News & Events

NLS Public Lecture Series | The Indian Jail Committee 1919-20 and International Penology

Where:

Online event (via Zoom)

Register here.

When:

Thursday, April 28, 2022, 5:30 pm

NLSIU invites you to the Public Lecture on “The Indian Jail Committee 1919-20 and International Penology: Too advanced, too American, too expensive?” on Thursday, April 28, 2022.

Speaker:

Radhika Singha,
Professor (Retired), Centre for Historical Studies, Jawaharlal Nehru University

Her research interests focus on the social history of crime and criminal law, identification practices, especially in relation to colonial governmentality, borders and border–crossing in South Asia.

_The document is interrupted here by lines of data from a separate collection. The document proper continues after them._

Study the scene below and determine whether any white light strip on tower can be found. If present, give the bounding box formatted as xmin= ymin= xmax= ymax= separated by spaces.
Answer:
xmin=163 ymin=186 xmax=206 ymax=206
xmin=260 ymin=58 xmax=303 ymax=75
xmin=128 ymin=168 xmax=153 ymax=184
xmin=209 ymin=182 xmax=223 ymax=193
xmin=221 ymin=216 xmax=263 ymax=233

The mobilisation of human, fiscal and material resources from India for World War one  became an intersecting  research theme. She is now working on ‘foreign’ as a category of governmentality in colonial India and the emergence of an  archive of ‘foreignness’. On another research track  she  she is also exploring the engagement between the colonial penal regime and international penology.

Abstract:

The Indian Jail Committee report of 1919-20 is often cast as the turning point when reform and rehabilitation were added to  deterrence in penal policy. This tribute is followed by the admission that very little changed on the ground. Why after all did a cash-strapped, politically- besieged regime sponsor a globe-trotting study- tour of jails and reformatories ? Why did this  committee return to enthuse about ‘flexible or indeterminate sentencing’, a penal principle embraced in the USA, but faltering in Britain. One argument is that to push through its post-war constitutional package the colonial regime had to show it was responsive to criticism about the harsh treatment of ‘seditionist’ prisoners.  But references to political prisoners are very minimal in its report. Instead there was an effort to change the conversation. The committee’s proposals centred on the idea that criminal and vagrant populations made productive at sites of confinement , such as jails, reformatories and ‘criminal tribe settlements’ were ready for re-integration to society. Far from undermining private enterprise, this design for raising productivity, would check recidivism and benefit a nation on the verge of industrialisation and the tax payer. The report became a reference point for assessing India’s advance towards a ‘scientific penology’ because restrictions on  liberty seemed to serve agendas of  national economic and social reconstruction. Yet its proposals were also constantly brushed aside for being ‘too advanced’, ‘too American’ and above all too expensive.